In The Scarlet Letter, the author Nathaniel Hawthorne utilizes the minor characters Pearl Prynne and Roger Chillingworth to provoke the major characters in the novel, as well as to further portray existent themes and ideas developing through other parts of the story.
Throughout the course of the novel, Pearl’s persistent fixation on the scarlet letter “A” embroidered on Hester’s chest acts as a constant reminder for Hester of her committed sin and reveals deeper emotions within Hester. Unintentionally, Pearl continues to draw Hester’s attention to her letter through her words and her actions. Even as a baby “the first object of which Pearl seemed to become aware was . . . the scarlet letter in Hester’s bosom” and would “[put] up her little hand [and grasp] it, smiling”(85-86).
Of course Pearl is not aware of the significance of the letter, however the key purpose of Pearl’s obsession with the mark is demonstrated through Hester’s reaction. She would “clutch the fatal token . . . ; [for] so infinite was the torture inflicted by the intelligent touch of Pearl’s baby hand” (86). Pearl’s actions towards the scarlet letter catalyze her mother’s emotions, thus bringing out deeper reactions in Hester. Another example is when Pearl “amused herself with gathering handfuls of wild-flowers and flinging them . . . at her mother’s bosom, dancing up and down . . . whenever she hit the scarlet letter”(86). Again, Hawthorne is using Pearl and her actions to guide Hester’s attention back to her bosom, to evoke a response from Hester. While Hester’s “first motion had been to cover her bosom with her clasped hands . . . she resisted the impulse, and sat erect, pale as death, looking sadly into little Pearl’s wild eyes” (86).
Hawthorne uses such a benign and innocent character to force Hester to emotionally delve into her sin and to expose heavy feelings found inside her. Although many characters coerce Hester into bearing her punishment, Pearl’s case is significantly unique because Hawthorne writes Pearl to come from a loving and benevolent place as opposed to the hypocrisy and ridicule of the townspeople. Additionally, Pearl, being Hester’s daughter, is the physical embodiment of Hester’s adultery, which is a crucial point of Hawthorne’s usage of Pearl in the novel. Aside from her actions, Pearl also draws Hester to her letter with her words.
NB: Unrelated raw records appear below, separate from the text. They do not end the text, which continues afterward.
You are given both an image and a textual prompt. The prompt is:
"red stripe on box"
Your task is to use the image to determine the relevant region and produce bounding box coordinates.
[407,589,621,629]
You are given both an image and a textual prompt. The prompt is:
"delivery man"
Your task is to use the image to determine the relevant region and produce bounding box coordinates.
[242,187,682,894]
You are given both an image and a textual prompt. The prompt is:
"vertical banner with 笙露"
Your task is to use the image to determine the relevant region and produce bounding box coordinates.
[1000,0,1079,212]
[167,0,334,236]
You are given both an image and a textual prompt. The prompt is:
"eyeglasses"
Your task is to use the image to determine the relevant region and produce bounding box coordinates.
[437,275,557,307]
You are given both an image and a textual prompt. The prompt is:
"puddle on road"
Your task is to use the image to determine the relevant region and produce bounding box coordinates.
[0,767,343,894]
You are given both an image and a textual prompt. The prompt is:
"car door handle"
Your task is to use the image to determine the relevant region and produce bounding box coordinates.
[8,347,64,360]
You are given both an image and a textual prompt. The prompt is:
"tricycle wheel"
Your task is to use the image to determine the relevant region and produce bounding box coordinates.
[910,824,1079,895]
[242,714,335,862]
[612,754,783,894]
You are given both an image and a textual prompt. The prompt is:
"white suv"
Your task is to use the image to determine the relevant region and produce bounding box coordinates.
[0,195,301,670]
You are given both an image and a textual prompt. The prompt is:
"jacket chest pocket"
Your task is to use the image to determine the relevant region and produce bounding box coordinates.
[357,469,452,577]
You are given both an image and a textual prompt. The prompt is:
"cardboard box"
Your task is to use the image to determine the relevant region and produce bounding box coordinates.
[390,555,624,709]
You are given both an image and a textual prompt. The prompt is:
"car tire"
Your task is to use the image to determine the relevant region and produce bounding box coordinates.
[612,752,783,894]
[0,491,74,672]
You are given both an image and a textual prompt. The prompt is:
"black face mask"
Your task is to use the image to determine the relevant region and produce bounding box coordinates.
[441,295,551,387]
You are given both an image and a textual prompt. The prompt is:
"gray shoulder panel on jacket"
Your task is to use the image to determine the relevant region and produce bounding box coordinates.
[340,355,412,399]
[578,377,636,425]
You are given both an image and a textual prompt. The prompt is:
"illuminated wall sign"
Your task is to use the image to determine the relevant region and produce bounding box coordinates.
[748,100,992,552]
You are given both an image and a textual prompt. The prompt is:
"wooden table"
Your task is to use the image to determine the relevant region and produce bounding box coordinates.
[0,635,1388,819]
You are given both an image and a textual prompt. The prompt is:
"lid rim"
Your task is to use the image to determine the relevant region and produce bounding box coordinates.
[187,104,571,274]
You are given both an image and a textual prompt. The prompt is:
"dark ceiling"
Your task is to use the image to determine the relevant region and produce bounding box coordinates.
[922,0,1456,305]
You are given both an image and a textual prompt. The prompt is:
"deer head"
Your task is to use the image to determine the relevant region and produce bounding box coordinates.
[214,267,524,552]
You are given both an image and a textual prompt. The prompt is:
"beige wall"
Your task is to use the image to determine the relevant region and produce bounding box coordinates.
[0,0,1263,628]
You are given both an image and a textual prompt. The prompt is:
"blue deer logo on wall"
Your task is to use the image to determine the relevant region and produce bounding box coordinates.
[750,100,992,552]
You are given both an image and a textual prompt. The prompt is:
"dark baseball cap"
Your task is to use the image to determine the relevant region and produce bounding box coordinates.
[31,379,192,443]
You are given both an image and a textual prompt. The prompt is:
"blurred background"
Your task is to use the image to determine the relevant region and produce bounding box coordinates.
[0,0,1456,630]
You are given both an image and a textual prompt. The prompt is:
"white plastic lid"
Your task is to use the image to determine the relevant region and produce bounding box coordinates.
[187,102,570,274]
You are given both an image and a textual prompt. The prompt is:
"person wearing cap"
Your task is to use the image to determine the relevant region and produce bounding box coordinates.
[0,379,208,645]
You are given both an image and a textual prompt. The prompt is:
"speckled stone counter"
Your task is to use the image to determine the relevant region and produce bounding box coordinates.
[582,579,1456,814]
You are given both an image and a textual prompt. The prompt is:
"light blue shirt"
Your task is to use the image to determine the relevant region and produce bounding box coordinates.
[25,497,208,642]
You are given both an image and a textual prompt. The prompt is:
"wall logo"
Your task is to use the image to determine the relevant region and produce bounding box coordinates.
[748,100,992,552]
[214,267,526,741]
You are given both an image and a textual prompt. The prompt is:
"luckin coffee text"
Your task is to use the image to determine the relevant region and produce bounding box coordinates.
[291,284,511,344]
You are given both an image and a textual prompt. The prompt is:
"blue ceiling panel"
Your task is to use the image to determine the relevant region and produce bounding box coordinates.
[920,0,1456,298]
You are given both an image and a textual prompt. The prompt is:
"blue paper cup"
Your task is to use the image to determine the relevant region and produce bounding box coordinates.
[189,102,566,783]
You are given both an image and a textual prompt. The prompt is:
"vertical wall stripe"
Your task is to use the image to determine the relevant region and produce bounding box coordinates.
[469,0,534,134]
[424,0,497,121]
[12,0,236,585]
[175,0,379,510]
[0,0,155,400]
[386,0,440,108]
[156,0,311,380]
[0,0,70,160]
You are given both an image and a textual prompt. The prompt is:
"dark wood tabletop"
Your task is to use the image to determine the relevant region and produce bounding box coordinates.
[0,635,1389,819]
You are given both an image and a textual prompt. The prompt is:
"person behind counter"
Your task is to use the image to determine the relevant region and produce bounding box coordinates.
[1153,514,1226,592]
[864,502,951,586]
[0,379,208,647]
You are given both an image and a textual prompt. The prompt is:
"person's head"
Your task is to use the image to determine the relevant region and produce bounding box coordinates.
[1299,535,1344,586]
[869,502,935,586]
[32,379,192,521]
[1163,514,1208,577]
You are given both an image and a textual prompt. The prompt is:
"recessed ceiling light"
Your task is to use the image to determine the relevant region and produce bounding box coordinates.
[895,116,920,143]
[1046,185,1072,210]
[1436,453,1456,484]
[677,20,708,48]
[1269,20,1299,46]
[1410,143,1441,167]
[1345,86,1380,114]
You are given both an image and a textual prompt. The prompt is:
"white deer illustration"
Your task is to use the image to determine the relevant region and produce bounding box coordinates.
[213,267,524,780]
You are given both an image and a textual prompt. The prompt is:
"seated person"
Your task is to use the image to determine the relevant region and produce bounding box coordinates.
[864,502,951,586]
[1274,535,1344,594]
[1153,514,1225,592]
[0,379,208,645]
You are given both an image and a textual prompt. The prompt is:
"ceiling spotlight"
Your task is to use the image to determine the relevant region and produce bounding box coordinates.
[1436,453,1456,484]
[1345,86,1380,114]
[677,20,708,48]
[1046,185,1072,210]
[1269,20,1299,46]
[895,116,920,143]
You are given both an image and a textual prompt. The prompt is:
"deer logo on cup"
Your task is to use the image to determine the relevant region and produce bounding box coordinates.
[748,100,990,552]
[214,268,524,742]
Pearl inquisitively tells her mother “the sunshine does not love [her]. It runs away and hides itself, because it is afraid of something on [her] bosom”(166). Pearl does not understand the purpose of the symbol or the meaning of her words, yet recognizes their importance, and thus profoundly reminds Hester of her sin. Hawthorne uses Pearl’s naïve intelligence to expose Hester’s sin and guide her attention to the mark that inhabits her bosom, in order to uncover Hester’s emotions and reactions, which ultimately shapes Hester into a more dynamic character.
Like Pearl, Roger Chillingworth’s purpose in The Scarlet Letter is to provoke the principle character Arthur Dimmesdale, and to cause him as much pain and torture as possible, but also to hint at relevant issues emerging in the book. Hawthorne describes, “his interference . . . with [Dimmesdale’s] physical and spiritual infirmities” as “bad opportunities [that have] been turned to a cruel purpose” (175). Nathaniel Hawthorne uses Chillingworth to expose Dimmesdale’s hidden pain and his mental and spiritual agony. Chillingworth, “a mortal man, with once a human heart, [who] has become a fiend for [Dimmesdale’s] especial torment” targets Dimmesdale to inflict pain and suffering on him for his sins.
Hawthorne uses Chillingworth’s obsessive persona towards Dimmesdale, in the same way he uses Pearl’s obsession with the Scarlet Letter, in order to heighten the emotional atmosphere of the major characters. Chillingworth becomes so fixated on Dimmesdale’s pain that once he reveals his sin, Chillingworth has no reason to live and “all his strength and energy- all his vital and intellectual force- seemed at once to desert him . . . that . . . he withered up, and shriveled away, and . . . vanished” (237).
Hawthorne writes Chillingworth to be such a hideous character consistently throughout the novel, so that at the end of the story when “he bequeath[s] a very considerable amount of property . . . to little Pearl” (237) it emphasizes some of the same ideas found in Hester’s predicament. Just as Hester was relieved of her crime from the townspeople, Hawthorne uses Chillingworth to mirror this issue of redemption from sin. Hawthorne uses Chillingworth in The Scarlet Letter to demonstrate a pure corruption and evilness, not found in other characters, to provoke Dimmesdale, and to parallel Chillingworth’s personality and actions to that of Hester’s, the main focus of the novel.
Hawthorne uses Pearl and Roger Chillingworth in his novel to heighten the effectiveness of his major characters and to strengthen their emotions, as well as to clearly emphasize protruding themes and ideas of The Scarlet Letter discussing revenge, sin, and ultimate redemption.